2話目
なんとか部屋を出た俺は、部屋と変わらない真っ白な廊下を歩いていた。
俺の症状、『触った物が宝石になる』。
なかなかやっかいだが、医者のおかげでいろいろなことが判明している。
例えば、触っても宝石に変化しない物質があるということだ。
具体的にいえば、ゴムや金銀銅、その他少しの金属くらい。あとは人体くらいだろうか。
これらの物体越しであれば、その他の物質に触る事もできる。
なので、俺は普段は、医者が使うようなゴム製の薄い手袋を着用している。
正直、これがあるだけでやりにくいこともあるけど、触ったものが全部宝石になるよりかはまぁましだろう。

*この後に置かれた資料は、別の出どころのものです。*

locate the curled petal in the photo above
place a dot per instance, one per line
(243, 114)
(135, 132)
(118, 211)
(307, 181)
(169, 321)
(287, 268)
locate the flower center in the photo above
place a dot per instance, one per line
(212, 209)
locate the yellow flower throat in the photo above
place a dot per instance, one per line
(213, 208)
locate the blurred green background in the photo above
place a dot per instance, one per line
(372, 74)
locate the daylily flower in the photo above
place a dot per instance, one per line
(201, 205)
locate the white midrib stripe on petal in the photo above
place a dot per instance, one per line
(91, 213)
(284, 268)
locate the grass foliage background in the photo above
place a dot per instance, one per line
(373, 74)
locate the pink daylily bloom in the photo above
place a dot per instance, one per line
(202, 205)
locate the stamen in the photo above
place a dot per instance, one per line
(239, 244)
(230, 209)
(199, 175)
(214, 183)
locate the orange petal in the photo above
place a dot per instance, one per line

そんな事を思いながら渡り廊下を歩いていたとき、ふと中庭に人影が見えた。
誰かいるのか、と思って、俺は中庭へと向かった。
*~*~*
「お、エディだ。おはよー」
「おはよう。デュークだったか」
俺をエディと呼んできたのはデューク。この病院に入院している中では唯一の常識人だと思う。
「どうしたの、こんな早く」
俺がそう聞くと、デュークは笑いながら答える。
「いやー…目が覚めちゃったからどうしようかと思って。ここなら朝焼け見れるだろ?」
そう言ってデュークが指差す方を見る。
雲が赤く染まり、もうすぐにでも太陽が顔を出し始めそうだ。
「…こんなところで見れたんだ」
俺が感嘆の声をこぼすと、デュークはまた笑った。
「俺も見れるとは思わなかったよ。朝の探検ってのもなかなかいいもんだね」
とは言っても、最近は朝に曇ってて見れなかったけどね。と続ける。
「最近はいつもこの時間には起きてるの?」
俺が聞くと、デュークは頷く。
驚いた。
今まで、デュークは朝食の時間が来るまでは絶対に寝ていたのだ。それが、どうしてこんな早い時間に…。
俺の考えている事がわかったのか、デュークが口を開く。
「なんでだろうな。最近はこの時間に目が覚めるんだ。」
そう言うと、近くのベンチに座り、
「なぁ、エディ。見ろよ向こう。」
言われるがまま、そちらを向く。
すると、空が赤く輝いていた。地平線からは太陽が顔を覗かせ、新しい1日の始まりを告げる。
「…すげぇ」
そして、デュークが俺に問いかけた。
「…どうして、朝焼けって綺麗なんだろうな」
「どうしてって、朝が1番空気が綺麗だからじゃないのか」
俺の答えを聞いてか、太陽が眩しかったからなのか、デュークは目を細める。
「…俺はさ、それが決して手に入れることのできない、一瞬のものだからじゃないかって思うな」
言った事に首を傾げると、
「…まぁ、君もそのうちわかるさ。」
デュークはそう言って立ち上がり、歩き出す。
「1つだけ言わせろ!」
俺は眩しいその背中に一言。
「お前も俺と年変わんねーよ!!」
デュークは、左足を引きずりながらひらひらと手を振るだけだった。